Mississippi Phosphates said a release of water from the plant led to the fish kill.

Owner of CC's Bait Shop Charles Williamson Jr. said, "If I continue taking hits like that, I can't stay in business."

He said every time the water is contaminated, his business suffers. This time Williamson lost 65 pounds of shrimp.

"It will take me about a week to get my stock back up because we haven't been catching a lot of shrimp," Williamson said. "So all that shrimp I had was four days worth of work. That's four days of burning diesel, four days paying help."

Five months ago another fish kill forced MDEQ to again close the boat ramps, causing him to lose about $5,000 in bait and business.

"It has just been a hard, uphill battle," Williamson said.

He is not the only one frustrated.

"Financially, I am at a loss," commercial crabber Brandon Pierpont said. "It is pushing all the crab out into the channel and everything that can get out is trying to. And what's left in here, like I said, I'm real low on numbers and had a lot of dead loss."

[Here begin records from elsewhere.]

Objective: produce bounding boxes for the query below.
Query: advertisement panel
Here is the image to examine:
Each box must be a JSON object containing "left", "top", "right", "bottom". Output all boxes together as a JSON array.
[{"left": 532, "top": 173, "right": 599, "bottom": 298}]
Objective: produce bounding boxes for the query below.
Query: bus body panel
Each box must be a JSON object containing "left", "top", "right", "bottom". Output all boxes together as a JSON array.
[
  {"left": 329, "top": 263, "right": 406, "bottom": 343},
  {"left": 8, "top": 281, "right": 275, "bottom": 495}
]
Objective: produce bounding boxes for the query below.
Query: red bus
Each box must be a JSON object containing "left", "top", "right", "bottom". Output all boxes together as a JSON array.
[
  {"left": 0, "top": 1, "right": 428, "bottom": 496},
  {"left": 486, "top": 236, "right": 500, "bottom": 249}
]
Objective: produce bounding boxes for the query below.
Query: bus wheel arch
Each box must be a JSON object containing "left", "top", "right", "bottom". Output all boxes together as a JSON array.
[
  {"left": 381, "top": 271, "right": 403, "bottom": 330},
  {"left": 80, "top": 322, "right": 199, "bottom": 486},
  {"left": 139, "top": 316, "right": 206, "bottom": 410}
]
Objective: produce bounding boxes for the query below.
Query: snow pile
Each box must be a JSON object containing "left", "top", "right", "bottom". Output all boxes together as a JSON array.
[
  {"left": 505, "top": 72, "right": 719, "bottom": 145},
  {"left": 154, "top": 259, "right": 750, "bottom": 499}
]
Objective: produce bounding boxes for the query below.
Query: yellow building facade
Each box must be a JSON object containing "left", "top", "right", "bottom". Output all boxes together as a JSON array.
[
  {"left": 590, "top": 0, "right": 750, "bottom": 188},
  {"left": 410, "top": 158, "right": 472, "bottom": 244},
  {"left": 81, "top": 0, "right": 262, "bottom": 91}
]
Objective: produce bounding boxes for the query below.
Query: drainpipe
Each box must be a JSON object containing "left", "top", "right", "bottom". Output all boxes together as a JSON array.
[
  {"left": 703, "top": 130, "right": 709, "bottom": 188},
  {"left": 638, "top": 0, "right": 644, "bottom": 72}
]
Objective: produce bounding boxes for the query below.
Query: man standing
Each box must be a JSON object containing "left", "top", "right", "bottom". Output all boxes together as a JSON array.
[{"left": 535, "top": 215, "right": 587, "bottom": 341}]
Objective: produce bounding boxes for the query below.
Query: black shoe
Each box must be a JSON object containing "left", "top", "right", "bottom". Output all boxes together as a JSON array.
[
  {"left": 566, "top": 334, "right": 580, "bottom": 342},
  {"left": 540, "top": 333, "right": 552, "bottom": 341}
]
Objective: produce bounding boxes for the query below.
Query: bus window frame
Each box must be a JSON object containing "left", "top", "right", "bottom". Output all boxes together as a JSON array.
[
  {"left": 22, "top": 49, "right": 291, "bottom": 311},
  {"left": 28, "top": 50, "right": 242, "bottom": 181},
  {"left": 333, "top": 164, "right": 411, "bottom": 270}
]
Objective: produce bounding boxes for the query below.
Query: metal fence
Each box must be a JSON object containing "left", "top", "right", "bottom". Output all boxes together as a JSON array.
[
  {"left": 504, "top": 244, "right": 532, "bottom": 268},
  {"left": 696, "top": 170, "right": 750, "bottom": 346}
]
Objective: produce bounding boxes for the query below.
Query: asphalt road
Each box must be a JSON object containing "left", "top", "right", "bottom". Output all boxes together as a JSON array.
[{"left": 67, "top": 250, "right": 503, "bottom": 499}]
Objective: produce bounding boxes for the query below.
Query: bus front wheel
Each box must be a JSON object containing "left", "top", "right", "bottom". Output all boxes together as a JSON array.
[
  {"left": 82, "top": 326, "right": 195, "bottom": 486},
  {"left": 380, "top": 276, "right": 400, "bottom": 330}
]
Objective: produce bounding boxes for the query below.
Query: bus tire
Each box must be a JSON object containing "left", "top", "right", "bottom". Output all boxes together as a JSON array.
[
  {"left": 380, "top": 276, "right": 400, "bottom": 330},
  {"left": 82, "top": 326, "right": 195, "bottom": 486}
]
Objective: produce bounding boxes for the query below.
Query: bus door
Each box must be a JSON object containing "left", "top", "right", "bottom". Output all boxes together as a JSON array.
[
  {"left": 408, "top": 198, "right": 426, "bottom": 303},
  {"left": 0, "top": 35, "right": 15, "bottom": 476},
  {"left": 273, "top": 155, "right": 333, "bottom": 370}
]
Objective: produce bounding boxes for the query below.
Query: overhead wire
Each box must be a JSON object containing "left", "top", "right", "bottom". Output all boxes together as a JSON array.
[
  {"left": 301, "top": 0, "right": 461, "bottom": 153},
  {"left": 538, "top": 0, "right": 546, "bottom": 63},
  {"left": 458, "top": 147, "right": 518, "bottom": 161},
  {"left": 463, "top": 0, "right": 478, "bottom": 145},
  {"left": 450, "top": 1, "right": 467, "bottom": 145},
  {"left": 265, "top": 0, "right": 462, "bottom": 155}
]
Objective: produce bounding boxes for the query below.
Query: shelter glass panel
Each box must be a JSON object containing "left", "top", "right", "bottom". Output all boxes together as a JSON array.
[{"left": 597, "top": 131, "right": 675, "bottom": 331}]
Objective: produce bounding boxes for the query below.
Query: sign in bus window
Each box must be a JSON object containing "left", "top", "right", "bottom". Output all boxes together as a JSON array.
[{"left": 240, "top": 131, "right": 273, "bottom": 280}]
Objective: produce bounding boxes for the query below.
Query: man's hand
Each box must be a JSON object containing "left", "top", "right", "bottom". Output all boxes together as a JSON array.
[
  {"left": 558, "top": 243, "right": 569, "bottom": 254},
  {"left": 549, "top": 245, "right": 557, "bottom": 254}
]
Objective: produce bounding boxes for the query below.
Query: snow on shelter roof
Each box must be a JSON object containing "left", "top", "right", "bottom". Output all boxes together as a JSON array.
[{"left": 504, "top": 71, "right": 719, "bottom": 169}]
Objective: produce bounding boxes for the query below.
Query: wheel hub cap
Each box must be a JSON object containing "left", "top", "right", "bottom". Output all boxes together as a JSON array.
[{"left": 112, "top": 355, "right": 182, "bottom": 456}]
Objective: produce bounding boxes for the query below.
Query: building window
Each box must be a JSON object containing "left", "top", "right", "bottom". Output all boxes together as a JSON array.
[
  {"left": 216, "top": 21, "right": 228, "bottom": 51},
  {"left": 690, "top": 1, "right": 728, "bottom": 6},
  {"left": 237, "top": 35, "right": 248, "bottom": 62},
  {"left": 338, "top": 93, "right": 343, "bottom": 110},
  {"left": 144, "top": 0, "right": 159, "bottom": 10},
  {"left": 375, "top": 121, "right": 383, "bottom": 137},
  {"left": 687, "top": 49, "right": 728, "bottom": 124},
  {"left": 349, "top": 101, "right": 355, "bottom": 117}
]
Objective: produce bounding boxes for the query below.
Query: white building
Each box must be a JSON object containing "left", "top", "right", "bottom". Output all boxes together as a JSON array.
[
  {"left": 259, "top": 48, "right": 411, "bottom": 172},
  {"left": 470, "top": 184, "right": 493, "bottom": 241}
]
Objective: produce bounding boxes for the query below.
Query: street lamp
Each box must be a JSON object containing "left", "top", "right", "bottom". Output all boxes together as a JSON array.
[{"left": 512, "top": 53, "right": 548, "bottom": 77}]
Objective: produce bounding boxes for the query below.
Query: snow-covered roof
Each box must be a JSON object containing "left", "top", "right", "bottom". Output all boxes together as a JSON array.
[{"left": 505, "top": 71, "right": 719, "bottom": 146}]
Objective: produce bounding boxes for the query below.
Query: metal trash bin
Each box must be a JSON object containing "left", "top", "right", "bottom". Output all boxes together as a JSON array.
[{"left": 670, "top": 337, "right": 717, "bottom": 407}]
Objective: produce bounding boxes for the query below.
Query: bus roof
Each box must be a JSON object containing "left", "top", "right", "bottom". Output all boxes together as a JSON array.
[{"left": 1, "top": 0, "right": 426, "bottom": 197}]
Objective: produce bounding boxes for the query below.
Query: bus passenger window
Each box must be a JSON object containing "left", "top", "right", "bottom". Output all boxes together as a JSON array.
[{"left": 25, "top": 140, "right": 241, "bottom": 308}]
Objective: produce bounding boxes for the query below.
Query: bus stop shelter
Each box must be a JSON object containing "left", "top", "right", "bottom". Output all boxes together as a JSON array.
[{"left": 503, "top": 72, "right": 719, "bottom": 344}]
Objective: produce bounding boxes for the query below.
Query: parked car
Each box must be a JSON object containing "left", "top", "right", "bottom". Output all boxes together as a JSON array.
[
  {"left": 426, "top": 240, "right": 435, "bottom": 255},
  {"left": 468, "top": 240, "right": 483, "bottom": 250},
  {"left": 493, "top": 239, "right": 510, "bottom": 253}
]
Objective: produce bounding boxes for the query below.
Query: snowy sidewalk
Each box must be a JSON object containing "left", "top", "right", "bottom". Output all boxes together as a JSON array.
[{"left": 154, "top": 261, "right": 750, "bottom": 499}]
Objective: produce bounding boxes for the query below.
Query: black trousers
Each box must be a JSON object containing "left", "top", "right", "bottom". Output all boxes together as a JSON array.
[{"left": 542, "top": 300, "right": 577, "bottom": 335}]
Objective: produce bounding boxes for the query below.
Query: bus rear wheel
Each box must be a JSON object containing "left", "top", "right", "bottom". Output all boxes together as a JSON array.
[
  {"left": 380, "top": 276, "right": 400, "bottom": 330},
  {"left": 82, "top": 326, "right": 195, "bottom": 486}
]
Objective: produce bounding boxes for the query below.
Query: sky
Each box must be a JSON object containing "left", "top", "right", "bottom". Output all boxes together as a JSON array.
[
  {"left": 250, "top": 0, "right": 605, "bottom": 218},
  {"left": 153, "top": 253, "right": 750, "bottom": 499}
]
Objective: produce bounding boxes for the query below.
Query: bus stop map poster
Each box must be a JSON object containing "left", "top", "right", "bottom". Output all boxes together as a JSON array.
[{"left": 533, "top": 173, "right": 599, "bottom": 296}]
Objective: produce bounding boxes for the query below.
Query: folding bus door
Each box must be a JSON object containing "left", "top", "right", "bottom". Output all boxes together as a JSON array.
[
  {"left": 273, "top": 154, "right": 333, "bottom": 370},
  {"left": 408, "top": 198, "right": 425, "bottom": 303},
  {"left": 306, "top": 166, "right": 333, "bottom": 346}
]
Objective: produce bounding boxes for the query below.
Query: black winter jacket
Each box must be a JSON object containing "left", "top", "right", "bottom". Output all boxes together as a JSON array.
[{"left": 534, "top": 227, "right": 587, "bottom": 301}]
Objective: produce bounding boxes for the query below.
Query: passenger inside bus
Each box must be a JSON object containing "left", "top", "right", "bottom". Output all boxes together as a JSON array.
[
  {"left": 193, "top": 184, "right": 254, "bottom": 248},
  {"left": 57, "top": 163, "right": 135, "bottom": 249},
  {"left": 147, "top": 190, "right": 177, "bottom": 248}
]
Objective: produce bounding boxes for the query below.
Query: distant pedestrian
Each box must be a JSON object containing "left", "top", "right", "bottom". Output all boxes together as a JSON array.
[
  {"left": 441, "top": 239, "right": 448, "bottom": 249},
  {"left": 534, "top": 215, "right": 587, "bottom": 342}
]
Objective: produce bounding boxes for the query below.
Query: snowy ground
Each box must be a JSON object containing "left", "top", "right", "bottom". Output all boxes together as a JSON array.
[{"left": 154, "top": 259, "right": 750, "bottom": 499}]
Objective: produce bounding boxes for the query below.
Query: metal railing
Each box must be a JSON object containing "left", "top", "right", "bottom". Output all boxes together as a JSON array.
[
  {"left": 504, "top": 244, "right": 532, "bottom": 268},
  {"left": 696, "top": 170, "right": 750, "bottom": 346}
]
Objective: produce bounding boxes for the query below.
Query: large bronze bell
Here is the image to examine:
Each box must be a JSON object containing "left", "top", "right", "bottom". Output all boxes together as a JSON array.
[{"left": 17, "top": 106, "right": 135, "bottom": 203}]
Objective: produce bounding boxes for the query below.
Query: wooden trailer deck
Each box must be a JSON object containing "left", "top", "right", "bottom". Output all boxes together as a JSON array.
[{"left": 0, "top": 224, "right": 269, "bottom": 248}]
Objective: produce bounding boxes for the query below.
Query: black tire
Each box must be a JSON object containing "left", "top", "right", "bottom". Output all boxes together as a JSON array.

"For years, they say vegetation on the bank, depletion of the oxygen in the water. But look, you can only fool people so many times. It just continues to happen, so something needs to be done about it," fisherman Fred Waters said.

Mississippi Phosphates said the heavy rain Sunday forced the company to do an emergency discharge of processing water into Bayou Casotte to avoid an even larger uncontrolled release.

Williamson said the company should at least give some notice to those who make a living off the bayou.

"They need to give me a call, so I can shut off all my pumps and save the water I got and continue selling my live bait. That would be the neighborly thing to do," Williamson said.